Oddbean

This #asknostr won’t be for everyone. It’s targted to the super geeks out there! In particular any #Cybersecurity #cypherpunk #Cryptography experts. (For context I’m a former IT Director so I’m not completely ignorant, just I excelled at leading at people and teams while being able to get my hands dirty enough to implement vision coming down from the C-Suite at 30k feet.) #asknostr I recall reading research on Quantum Computing almost 20 years ago. And if I was reading it then, we know it was in development prior to that. Recently I saw a brief documentary on IBM’s Quantum 2 computer (R&D Lab). One of the things mentioned is it’s potential (not yet realized but expected by 2035) ability to decrypt in seconds due to the super position state of Qubits. As such, this has a real conflict with #privacy and even potential impacts for #bitcoin #btc and other #proofofwork (for example $KAS #KAS #KASPA comes to mind with its algo prepped for Optical Computing… and perhaps Monero and another #pow ) But even #nostr can be impacted. My question: 1. Is there any future proof, Quantum Computing resistant encryption out there or in development? 2. If in the #future Qubits can hold a super position long enough to decrypt, how might we combat that? (I guess that’s the same question as Q1…but in my mind we have to re-envision the #math …the approach to #encryption once optical computing is mainstream and especially controlled by nation states which is what it is at this point as most “world leaders” view it as a strategic national #security imperative which is why they are heavily researching it) —- My point being, I’m interested in this conversation and perhaps some of you experts in this field can point me to where that convo is occurring.

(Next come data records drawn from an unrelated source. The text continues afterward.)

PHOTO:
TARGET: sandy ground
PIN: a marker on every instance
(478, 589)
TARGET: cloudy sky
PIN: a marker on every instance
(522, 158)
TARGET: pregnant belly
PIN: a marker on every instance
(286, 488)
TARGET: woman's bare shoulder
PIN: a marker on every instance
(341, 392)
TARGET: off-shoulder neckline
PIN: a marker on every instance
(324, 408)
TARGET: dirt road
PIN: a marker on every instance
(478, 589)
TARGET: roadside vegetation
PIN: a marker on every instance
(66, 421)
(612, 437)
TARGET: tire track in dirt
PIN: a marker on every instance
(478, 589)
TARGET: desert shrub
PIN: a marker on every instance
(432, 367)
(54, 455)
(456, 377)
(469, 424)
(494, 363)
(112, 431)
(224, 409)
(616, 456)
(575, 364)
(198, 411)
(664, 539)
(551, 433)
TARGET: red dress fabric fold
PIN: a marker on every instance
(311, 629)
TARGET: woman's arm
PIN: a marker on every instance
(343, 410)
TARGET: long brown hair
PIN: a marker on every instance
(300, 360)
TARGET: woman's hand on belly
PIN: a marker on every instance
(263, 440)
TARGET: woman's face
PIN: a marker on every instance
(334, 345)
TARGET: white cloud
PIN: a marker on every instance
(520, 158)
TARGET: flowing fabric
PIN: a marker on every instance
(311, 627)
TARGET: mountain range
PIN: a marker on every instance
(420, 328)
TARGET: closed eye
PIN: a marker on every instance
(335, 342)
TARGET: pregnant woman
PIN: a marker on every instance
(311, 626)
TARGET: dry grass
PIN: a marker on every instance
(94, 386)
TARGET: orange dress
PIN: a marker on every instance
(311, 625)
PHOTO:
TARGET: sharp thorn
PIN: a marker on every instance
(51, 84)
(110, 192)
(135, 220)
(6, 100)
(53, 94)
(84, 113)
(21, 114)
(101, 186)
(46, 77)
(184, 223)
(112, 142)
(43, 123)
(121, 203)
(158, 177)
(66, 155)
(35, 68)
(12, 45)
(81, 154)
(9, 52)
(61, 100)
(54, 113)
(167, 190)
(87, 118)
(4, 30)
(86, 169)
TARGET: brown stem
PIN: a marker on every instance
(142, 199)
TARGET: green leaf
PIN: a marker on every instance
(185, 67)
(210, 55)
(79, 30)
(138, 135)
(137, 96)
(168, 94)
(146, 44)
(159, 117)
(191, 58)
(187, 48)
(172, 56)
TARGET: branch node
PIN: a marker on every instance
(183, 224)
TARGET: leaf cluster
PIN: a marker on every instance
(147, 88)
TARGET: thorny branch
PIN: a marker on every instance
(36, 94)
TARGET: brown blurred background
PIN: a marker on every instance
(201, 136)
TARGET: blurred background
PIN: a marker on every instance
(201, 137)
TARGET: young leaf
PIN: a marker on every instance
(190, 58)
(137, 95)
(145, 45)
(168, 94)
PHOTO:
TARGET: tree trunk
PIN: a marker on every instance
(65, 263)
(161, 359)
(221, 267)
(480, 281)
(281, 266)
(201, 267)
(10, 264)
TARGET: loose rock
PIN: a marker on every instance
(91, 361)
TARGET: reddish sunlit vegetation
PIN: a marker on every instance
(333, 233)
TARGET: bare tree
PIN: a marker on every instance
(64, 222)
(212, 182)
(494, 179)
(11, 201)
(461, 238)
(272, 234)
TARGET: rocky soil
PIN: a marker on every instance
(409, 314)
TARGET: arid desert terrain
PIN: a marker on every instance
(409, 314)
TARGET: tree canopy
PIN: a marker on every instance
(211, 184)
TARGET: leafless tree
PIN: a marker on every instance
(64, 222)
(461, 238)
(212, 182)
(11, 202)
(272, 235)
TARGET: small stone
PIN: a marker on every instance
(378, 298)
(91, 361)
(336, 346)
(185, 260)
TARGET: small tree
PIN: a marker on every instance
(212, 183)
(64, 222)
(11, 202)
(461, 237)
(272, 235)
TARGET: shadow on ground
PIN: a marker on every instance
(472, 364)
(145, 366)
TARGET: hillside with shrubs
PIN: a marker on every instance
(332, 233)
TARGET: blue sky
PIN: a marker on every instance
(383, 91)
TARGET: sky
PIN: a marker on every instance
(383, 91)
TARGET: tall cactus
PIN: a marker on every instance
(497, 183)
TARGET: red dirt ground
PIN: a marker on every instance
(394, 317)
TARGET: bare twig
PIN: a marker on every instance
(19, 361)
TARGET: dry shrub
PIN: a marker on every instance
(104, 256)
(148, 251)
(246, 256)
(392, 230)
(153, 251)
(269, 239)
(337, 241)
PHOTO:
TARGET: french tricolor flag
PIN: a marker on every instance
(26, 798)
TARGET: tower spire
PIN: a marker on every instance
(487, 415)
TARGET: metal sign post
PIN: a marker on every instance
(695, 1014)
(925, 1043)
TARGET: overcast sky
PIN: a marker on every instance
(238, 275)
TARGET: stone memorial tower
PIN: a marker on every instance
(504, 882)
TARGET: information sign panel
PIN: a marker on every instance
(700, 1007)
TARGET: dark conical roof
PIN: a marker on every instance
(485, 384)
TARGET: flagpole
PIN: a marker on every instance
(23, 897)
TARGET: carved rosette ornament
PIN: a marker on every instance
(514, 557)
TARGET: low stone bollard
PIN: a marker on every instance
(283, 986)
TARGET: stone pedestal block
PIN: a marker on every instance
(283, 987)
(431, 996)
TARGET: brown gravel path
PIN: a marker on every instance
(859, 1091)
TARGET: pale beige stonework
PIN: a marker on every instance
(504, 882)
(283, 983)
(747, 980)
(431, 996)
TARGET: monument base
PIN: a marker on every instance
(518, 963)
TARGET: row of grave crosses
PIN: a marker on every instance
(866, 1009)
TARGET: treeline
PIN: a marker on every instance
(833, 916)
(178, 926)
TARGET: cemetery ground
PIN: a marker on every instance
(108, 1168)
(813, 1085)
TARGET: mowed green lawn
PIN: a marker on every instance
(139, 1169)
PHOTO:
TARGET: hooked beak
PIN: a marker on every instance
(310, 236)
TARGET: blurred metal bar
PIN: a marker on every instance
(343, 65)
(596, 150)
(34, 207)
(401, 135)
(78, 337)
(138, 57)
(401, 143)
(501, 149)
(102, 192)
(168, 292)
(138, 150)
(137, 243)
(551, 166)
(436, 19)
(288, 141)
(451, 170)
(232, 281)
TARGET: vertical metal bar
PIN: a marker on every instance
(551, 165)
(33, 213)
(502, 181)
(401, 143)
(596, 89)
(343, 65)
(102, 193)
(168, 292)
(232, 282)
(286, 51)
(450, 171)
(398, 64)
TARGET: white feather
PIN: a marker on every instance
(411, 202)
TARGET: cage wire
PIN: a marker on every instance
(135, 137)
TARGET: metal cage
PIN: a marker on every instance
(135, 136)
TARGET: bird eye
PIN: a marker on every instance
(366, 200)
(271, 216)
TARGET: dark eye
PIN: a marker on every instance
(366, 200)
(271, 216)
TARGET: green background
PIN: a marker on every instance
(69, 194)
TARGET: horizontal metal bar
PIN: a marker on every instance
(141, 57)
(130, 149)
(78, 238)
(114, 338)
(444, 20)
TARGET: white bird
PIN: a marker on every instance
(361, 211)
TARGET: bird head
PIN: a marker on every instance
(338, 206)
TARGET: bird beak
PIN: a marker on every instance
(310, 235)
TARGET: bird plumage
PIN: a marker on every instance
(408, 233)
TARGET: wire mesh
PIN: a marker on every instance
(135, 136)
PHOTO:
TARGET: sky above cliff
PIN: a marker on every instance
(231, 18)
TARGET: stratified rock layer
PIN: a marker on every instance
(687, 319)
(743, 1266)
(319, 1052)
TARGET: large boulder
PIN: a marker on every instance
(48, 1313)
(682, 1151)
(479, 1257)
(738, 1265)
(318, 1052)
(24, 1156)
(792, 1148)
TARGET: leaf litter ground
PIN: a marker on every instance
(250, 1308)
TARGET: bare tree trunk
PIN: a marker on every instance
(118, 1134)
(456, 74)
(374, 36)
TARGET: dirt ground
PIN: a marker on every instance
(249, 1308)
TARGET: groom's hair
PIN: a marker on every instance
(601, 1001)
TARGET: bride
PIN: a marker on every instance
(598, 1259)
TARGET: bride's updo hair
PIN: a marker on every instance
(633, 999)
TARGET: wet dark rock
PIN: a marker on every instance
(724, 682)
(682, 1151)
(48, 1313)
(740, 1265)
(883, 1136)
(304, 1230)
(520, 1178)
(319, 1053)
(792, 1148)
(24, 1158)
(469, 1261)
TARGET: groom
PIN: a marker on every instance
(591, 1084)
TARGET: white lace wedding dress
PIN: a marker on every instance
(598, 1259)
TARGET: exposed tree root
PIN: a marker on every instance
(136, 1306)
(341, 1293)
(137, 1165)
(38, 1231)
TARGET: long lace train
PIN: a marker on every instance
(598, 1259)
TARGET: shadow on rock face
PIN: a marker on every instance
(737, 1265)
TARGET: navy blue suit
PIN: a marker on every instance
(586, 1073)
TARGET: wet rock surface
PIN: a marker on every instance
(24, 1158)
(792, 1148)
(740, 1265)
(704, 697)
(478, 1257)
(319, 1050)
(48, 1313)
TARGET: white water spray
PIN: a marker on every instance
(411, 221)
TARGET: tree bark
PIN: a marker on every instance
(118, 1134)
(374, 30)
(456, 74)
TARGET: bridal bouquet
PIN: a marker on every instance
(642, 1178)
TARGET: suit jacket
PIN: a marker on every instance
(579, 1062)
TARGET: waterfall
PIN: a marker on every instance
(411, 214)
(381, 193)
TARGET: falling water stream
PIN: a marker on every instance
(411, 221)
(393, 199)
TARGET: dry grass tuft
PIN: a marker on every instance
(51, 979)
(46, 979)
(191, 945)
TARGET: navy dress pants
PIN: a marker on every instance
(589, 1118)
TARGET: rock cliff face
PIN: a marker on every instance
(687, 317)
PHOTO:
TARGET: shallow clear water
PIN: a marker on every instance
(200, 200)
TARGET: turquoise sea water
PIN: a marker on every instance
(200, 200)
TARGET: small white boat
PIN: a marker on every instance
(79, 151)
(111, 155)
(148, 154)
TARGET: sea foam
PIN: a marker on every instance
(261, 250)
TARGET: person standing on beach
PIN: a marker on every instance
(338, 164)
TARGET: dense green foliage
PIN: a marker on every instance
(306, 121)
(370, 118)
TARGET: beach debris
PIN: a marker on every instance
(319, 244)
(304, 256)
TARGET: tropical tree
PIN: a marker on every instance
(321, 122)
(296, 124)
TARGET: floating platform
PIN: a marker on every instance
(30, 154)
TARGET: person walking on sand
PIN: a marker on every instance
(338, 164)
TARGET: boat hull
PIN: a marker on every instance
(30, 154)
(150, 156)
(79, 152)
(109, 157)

Wow there is a lot there. #thanks I’ll add those to my watch list. My first reaction is: It’s all theory until it’s not…meaning, we can do all the math but don’t yet know the capabilities of Qubits in full and therefore the math we work out now may not be strong enough…we won’t know until we can actually test it… By chance do you know if NIST has an optical computer it is using to test the theories?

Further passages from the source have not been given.